Il 25 marzo di 89 anni fa moriva Ida Bell Wells-Barnett, o più semplicemente Ida B. Wells, carismatica figura della lotta degli afroamericani contro la segregazione razziale e le discriminazioni negli Stati Uniti a cavallo tra Ottocento e Novecento.

Nata nel Mississippi proprio a ridosso del Proclama di Emancipazione di Abraham Lincoln, perde giovanissima i genitori e un fratello a causa di un’epidemia, e deve farsi carico del nucleo familiare, in un’America in cui, nonostante l’importante svolta del proclama, per gli afroamericani, a maggior ragione per una giovane donna, la strada da percorrere per il riconoscimento degli elementari diritti di base è ancora lunga e tortuosa. E la giovanissima Ida lo sperimenta sulla propria pelle, quando non riceve la stessa retribuzione delle colleghe bianche nel suo primo lavoro di istitutrice in una scuola elementare per afroamericani.

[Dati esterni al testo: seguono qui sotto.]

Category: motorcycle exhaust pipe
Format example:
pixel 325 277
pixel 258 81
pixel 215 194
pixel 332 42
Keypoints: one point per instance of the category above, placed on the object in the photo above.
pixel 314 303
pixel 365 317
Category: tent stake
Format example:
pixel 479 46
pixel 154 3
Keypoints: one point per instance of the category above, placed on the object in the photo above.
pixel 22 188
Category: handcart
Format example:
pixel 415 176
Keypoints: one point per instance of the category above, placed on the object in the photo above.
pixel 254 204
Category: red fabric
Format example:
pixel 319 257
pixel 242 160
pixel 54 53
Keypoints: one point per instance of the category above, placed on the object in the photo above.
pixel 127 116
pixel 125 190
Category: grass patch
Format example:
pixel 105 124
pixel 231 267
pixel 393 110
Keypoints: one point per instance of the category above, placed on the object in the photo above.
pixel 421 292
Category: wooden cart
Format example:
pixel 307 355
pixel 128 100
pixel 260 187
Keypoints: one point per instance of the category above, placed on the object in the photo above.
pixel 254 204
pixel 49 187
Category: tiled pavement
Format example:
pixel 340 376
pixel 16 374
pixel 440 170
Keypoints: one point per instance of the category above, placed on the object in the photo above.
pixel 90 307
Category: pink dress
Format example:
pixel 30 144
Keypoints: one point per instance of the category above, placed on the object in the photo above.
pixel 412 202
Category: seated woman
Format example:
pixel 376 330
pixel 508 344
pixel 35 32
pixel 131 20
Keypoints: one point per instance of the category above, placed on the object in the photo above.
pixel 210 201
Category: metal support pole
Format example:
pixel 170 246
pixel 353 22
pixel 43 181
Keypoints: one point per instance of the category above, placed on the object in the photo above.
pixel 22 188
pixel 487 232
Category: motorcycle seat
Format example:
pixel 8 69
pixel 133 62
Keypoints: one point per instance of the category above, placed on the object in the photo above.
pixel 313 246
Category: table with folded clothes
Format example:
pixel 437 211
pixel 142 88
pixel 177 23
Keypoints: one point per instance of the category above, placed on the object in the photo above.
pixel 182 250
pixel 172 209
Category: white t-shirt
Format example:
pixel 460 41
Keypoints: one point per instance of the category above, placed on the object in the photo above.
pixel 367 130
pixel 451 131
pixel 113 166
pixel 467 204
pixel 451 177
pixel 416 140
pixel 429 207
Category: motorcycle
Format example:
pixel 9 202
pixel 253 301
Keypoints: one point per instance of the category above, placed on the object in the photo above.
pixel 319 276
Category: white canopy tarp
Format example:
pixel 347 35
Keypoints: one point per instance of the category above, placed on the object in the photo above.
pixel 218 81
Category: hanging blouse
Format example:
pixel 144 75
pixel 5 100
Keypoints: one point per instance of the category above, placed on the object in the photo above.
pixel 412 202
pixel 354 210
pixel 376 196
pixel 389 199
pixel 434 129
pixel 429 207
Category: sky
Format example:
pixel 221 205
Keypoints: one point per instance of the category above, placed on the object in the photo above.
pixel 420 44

Emigrata nel Tennessee, a Memphis, alla ricerca di migliori condizioni, inizia ad avvicinarsi al movimento femminista e, dopo una spiacevole vicenda personale in cui aveva invano cercato giustizia dopo un sopruso subito in occasione di un viaggio in treno, capisce che non è più tempo di subire.

Inizia a scrivere articoli di forte impatto sulla tematica razziale con lo pseudonimo di Lola, diventando ben presto un punto di riferimento per gli afroamericani, sebbene i toni accesi la portino al licenziamento dal lavoro di insegnante.

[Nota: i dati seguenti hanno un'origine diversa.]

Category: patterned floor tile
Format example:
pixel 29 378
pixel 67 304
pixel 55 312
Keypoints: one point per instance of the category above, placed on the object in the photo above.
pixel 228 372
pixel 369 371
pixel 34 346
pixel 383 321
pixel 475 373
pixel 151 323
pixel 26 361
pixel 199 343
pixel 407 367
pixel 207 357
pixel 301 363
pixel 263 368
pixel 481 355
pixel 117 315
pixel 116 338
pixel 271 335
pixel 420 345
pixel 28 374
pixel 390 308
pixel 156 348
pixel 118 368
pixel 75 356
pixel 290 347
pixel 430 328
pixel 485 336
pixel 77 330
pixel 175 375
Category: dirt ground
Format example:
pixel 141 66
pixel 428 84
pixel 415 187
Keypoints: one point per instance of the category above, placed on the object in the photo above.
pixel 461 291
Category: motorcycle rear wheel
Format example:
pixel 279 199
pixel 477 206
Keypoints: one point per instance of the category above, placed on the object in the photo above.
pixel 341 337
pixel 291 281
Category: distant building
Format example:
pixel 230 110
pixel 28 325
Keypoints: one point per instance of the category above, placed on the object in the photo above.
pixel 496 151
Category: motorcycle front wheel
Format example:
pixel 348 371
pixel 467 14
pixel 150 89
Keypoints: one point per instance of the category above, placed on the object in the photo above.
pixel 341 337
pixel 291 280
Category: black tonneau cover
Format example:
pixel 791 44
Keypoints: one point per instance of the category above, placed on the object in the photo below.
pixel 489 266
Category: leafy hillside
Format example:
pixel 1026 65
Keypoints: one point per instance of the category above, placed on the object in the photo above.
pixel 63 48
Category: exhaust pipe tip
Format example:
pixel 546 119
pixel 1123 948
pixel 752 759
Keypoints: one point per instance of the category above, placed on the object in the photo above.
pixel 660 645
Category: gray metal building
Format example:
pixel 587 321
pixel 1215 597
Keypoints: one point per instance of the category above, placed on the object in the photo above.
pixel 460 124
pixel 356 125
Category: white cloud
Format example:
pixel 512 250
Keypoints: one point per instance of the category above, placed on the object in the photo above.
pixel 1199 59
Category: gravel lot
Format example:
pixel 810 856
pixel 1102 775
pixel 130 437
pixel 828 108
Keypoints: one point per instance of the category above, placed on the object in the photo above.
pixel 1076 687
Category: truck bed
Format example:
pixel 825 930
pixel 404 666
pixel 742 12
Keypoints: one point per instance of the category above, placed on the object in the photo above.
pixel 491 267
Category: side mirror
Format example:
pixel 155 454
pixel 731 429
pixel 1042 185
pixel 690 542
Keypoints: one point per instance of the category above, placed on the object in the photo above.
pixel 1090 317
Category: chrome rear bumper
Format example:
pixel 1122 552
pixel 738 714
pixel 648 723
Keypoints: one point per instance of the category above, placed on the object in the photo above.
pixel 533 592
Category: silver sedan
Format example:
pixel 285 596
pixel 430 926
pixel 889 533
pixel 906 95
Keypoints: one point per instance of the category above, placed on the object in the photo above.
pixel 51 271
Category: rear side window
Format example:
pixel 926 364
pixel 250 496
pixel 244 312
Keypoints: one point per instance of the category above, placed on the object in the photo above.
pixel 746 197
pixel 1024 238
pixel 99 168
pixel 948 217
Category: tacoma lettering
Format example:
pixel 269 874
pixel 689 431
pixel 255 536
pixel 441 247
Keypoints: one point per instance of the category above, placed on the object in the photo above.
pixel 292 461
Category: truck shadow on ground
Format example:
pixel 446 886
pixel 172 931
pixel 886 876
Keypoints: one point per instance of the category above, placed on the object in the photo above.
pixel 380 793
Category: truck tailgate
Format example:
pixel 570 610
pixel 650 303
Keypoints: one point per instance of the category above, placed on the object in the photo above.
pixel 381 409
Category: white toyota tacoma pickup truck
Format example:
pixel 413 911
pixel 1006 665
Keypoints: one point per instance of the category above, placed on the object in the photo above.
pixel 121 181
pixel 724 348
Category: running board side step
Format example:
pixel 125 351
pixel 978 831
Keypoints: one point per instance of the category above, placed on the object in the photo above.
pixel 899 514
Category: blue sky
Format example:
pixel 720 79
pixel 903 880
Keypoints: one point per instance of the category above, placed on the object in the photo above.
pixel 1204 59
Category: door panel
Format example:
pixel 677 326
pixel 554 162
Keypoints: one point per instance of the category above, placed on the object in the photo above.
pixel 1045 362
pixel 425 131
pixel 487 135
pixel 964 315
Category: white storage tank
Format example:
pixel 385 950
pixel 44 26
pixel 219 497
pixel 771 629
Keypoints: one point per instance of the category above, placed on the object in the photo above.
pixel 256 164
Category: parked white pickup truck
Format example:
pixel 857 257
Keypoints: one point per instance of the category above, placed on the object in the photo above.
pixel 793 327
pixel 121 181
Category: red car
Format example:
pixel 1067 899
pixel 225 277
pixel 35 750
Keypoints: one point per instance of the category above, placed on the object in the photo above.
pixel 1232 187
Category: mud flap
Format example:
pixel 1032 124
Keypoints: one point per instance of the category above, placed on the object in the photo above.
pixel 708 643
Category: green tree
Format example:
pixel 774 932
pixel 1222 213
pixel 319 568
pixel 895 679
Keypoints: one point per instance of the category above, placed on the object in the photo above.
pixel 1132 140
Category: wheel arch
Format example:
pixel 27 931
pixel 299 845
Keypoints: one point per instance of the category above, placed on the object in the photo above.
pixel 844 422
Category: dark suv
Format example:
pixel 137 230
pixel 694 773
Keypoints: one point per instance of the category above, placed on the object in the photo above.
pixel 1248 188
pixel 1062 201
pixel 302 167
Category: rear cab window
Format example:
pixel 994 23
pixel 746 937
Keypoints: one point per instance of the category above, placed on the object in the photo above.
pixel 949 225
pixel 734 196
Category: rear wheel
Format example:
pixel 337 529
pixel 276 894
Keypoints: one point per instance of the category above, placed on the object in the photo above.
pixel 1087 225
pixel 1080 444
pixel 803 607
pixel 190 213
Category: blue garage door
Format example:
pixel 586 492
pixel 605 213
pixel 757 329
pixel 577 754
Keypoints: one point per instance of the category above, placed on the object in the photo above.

Quando poi, nel 1889, un suo amico commerciante, Thomas Moss, viene brutalmente incarcerato e linciato, esorta i suoi concittadini neri ad abbandonare quella città così crudele e ingiusta; questo episodio, oltre ad esporla ulteriormente all’odio della popolazione bianca, alimenta ancor di più in lei il fuoco della ribellione, e al tempo stesso una nuova fonte di ispirazione.

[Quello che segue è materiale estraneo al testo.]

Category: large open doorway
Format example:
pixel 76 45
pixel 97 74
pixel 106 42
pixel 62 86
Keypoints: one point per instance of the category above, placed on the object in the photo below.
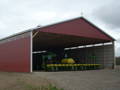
pixel 57 52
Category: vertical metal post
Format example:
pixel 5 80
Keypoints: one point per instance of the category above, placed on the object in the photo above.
pixel 103 57
pixel 114 61
pixel 31 50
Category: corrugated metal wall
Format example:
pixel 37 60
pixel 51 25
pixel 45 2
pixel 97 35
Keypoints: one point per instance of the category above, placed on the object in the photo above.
pixel 104 55
pixel 15 53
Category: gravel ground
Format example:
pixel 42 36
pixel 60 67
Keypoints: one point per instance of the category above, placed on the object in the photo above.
pixel 85 80
pixel 21 81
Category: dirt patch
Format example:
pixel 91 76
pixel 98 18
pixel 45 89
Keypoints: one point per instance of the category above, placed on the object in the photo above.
pixel 21 81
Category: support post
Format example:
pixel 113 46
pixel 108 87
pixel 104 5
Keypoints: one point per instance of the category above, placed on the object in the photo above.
pixel 31 47
pixel 114 61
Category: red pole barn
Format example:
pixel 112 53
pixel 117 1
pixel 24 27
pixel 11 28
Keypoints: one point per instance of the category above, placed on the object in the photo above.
pixel 78 37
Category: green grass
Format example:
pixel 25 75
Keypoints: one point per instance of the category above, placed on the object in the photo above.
pixel 50 87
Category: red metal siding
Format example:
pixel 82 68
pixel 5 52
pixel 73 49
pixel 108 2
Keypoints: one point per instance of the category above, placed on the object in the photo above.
pixel 15 55
pixel 77 27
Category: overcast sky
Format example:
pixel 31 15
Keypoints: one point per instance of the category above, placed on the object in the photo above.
pixel 20 15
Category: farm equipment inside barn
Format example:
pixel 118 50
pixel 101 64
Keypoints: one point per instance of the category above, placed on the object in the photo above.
pixel 61 61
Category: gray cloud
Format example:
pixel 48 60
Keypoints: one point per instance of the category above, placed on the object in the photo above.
pixel 109 14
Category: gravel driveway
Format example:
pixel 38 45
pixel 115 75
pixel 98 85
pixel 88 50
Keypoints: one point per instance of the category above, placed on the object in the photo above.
pixel 84 80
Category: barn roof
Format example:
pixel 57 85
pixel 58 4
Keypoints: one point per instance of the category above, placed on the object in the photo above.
pixel 74 32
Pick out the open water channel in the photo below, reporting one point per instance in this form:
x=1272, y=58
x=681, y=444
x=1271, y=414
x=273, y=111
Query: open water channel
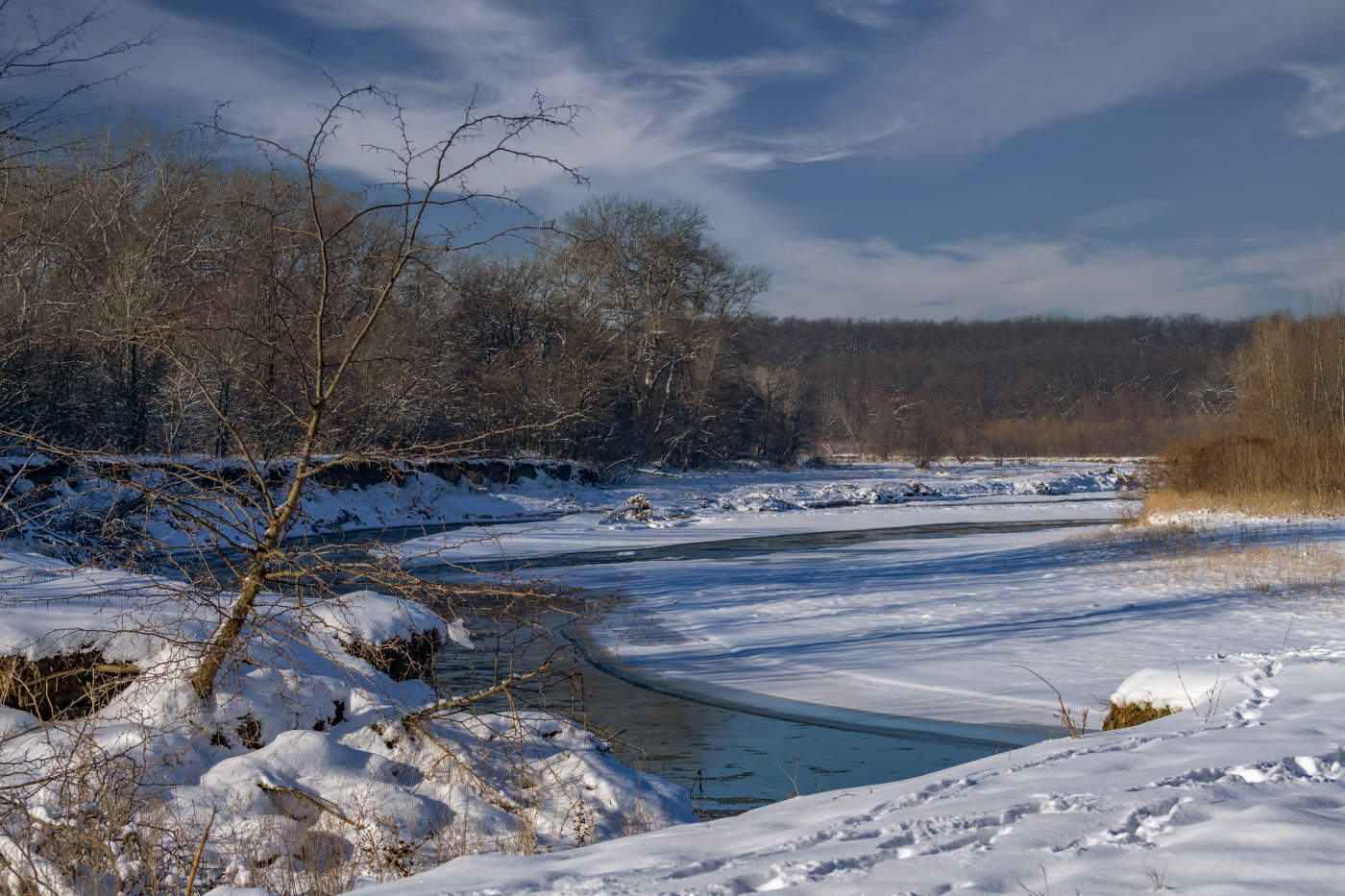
x=735, y=751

Infatti, la drammatica vicenda dell’amico la induce a specializzarsi nel giornalismo investigativo, con particolare riguardo agli episodi di linciaggio di cui erano spesso vittime gli afroamericani, raccogliendo fondi e riuscendo col tempo, e nonostante le forti resistenze dell’epoca, a riscontrare quanto fosse effimera la leggenda dell’uomo nero stupratore di donne bianche che il più delle volte era alla base di queste atrocità.

Malgrado minacce e boicottaggi, il nome di Ida B. Wells ben presto giunge all’attenzione anche del Vecchio Continente, e nel 1893 per la prima volta si reca nel Regno Unito, dove la sua testimonianza e la sua esperienza riscontra attenzione e partecipazione.

Stabilitasi definitivamente a Chicago, qui visse fino alla morte, avvenuta per insufficienza renale, proprio mentre si stava dedicando alla sua autobiografia, Crociata per la giustizia, mai completata. Ma il suo ricordo, il suo esempio e la sua tenacia sono rimasti intatti nel cuore e nella mente di quegli afroamericani che hanno combattuto ancora verso quell’emancipazione e quell’uguaglianza che lei aveva inseguito.